Nè giova invocare l’istituto dell’autotutela, poichè la pretesa al suo esercizio, affinchè fosse praticato nel senso voluto dai contribuenti, finirebbe per derogare all’art. 21 suindicato.

E’ ius receptum che “in tema di contenzioso tributario, la omessa impugnazione di una cartella di pagamento in termini di legge rende l’atto inoppugnabile e il pagamento dell’imposta richiesta con l’atto di riscossione non è idoneo a riaprire, attraverso l’istituto del rimborso, il termine scaduto, al fine di contrastare un rapporto tributario ormai esaurito.

Pertanto il successivo silenzio rifiuto sull’istanza di rimborso della somma pagata in adempimento della cartella non è autonomamente impugnabile, atteso che tale comportamento amministrativo è, sia pure implicitamente, meramente confermativo del precedente provvedimento costituito dall’avviso di liquidazione e, come tale, in ragione di un siffatto rapporto di consequenzialità, si sottrae ad autonoma impugnazione” (Cass. 1.7.718/2004; 2249/2003; 13.173/2000).
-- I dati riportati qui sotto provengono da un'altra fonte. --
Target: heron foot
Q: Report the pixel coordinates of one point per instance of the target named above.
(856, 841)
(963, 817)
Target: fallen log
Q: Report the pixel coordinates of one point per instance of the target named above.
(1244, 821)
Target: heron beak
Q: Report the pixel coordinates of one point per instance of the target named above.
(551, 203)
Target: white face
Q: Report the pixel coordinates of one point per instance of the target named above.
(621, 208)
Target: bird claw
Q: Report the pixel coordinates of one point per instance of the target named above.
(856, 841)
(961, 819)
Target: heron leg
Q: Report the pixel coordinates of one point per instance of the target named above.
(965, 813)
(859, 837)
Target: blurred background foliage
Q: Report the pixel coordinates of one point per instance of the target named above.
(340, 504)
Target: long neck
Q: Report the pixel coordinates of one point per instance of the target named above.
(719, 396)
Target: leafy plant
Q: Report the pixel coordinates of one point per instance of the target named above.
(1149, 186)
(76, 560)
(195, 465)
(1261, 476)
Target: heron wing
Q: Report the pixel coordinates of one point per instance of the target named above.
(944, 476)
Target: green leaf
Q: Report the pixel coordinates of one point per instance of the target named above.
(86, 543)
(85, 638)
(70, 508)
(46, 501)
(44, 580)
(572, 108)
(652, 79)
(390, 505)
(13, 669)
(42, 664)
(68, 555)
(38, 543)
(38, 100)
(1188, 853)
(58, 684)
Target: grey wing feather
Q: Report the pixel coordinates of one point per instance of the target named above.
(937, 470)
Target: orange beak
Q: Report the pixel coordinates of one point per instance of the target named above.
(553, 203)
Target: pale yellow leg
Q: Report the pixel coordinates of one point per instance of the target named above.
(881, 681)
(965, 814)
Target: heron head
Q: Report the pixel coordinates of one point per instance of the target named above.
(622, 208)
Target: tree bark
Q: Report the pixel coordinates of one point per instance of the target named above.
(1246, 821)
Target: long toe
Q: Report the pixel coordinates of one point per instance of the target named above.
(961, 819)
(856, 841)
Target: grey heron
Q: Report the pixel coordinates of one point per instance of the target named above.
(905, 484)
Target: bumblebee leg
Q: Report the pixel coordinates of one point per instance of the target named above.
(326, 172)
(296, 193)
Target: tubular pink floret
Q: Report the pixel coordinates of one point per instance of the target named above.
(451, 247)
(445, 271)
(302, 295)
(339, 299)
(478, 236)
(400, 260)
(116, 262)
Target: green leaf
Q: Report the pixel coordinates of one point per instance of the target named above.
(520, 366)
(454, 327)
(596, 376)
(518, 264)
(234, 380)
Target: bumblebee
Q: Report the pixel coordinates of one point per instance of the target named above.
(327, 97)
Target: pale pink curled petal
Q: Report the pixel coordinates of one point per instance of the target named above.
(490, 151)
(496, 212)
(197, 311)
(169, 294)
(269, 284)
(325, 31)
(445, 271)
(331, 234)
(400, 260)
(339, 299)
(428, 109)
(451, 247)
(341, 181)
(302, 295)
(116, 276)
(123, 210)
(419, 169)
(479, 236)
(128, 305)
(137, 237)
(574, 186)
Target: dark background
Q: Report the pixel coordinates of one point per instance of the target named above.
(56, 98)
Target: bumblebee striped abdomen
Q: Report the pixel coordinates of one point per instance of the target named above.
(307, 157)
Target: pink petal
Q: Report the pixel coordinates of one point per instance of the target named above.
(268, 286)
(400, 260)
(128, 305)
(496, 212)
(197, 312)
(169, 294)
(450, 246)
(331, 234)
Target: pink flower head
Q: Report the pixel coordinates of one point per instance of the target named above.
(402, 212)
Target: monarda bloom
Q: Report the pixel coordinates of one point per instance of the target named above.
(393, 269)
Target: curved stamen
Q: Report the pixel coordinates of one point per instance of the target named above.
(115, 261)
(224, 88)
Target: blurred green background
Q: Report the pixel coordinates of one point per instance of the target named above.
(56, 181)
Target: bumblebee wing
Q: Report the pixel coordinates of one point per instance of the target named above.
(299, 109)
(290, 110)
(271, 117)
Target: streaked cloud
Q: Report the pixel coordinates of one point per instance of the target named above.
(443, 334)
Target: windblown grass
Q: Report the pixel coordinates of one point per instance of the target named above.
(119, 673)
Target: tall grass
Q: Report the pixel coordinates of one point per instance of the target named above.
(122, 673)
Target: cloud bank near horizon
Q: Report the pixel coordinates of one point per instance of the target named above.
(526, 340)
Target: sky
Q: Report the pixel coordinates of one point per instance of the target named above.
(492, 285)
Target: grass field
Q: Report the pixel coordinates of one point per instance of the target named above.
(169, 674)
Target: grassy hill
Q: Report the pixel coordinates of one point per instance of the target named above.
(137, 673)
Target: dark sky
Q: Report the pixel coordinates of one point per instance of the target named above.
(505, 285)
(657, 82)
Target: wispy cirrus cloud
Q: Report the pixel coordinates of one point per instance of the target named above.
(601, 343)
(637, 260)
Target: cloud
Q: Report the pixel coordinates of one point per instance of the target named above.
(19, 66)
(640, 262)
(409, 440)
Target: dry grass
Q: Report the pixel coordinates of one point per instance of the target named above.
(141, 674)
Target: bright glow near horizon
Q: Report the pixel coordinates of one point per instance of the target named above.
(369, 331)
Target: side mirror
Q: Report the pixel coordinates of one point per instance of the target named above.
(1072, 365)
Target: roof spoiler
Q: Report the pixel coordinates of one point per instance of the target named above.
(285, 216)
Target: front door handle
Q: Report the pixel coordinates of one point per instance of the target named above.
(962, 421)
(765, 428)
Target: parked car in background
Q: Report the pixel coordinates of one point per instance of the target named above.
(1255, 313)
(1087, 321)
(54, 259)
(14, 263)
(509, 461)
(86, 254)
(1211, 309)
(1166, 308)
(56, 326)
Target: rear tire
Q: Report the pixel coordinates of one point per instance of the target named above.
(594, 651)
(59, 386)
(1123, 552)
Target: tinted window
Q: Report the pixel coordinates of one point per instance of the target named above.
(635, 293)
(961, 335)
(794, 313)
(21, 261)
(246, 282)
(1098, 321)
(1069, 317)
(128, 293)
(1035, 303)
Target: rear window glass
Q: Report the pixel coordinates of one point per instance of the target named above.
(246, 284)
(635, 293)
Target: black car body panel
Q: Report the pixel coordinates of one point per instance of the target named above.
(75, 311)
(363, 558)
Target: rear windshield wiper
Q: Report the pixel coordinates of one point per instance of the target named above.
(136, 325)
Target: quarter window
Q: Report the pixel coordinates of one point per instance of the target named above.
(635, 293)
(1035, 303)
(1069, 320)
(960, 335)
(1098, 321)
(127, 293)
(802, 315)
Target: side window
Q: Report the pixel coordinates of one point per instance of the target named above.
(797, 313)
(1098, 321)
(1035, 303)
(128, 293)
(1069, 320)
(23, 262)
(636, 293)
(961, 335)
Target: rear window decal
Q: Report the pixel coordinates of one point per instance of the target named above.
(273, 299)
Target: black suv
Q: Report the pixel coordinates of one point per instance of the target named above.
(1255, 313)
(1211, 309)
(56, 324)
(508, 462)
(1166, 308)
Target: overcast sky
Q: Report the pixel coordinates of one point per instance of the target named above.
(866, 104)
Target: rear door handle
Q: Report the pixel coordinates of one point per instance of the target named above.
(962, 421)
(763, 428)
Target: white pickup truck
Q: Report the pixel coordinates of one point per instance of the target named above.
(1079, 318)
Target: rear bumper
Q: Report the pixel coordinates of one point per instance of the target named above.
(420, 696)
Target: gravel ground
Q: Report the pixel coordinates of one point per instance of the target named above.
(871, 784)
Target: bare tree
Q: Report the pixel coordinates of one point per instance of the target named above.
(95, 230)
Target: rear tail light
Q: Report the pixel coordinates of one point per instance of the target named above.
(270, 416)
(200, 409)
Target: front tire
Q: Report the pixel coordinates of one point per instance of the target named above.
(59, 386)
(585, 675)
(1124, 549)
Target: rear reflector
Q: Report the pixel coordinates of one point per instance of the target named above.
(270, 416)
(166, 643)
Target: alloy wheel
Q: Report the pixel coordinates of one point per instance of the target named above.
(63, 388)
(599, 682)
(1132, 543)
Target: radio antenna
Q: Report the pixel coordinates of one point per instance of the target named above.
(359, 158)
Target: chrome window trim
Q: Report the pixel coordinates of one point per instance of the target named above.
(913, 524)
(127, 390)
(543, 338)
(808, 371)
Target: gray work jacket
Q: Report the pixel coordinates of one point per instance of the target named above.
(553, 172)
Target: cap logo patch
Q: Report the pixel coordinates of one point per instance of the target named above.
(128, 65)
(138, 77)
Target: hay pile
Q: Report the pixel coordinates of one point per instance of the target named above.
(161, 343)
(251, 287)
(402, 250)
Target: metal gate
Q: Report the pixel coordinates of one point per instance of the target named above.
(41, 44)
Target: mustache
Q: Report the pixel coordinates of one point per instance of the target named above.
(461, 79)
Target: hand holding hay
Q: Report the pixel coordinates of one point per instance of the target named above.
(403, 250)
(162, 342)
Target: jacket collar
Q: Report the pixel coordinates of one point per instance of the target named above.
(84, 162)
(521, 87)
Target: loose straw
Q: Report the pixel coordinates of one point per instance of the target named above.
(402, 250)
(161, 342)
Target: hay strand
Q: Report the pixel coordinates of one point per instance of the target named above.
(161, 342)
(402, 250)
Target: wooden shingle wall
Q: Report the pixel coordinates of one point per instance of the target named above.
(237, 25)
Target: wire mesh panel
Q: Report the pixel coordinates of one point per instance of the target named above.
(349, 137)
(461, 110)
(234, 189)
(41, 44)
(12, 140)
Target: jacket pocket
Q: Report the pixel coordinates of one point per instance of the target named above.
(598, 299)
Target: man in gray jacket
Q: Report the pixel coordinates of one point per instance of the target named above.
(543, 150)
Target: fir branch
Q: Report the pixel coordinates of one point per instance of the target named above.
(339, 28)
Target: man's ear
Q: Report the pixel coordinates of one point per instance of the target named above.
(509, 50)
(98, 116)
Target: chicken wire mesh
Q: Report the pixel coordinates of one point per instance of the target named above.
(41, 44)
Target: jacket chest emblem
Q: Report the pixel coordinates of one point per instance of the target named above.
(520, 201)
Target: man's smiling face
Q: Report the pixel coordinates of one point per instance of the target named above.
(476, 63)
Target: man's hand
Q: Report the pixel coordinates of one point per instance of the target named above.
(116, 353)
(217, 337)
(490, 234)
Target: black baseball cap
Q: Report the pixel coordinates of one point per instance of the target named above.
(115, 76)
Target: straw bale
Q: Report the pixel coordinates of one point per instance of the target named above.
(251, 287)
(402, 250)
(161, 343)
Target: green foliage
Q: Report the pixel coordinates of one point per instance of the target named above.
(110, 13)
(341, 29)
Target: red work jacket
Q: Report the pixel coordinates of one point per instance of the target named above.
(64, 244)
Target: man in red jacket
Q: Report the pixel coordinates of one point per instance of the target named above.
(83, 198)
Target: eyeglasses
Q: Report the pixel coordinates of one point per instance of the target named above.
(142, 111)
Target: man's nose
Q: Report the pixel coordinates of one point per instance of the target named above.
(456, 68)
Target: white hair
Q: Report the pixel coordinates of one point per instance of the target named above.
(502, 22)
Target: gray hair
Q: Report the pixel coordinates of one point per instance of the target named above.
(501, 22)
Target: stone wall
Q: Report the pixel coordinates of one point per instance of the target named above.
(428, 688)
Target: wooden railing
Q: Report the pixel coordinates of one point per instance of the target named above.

Il terzo motivo resta assorbito dalle conclusioni che precedono.

Il ricorso va dunque accolto; la sentenza impugnata va cassata e poichè non ricorrono esigenze di accertamenti in fatto ulteriori la causa può essere deciso nel merito, con il rigetto del ricorso introduttivo.

Ricorrono giusti motivi per la compensazione delle spese processuali, avuto riguardo alla disputabilità della controversia, sul piano sostanziale dei diritti fatti valere.

P.Q.M.

La Corte accoglie il ricorso; cassa la sentenza impugnata e, decidendo nel merito, rigetta il ricorso introduttivo del giudizio e compensa le spese dell’intero giudizio.

Così deciso in Roma, il 11 gennaio 2010.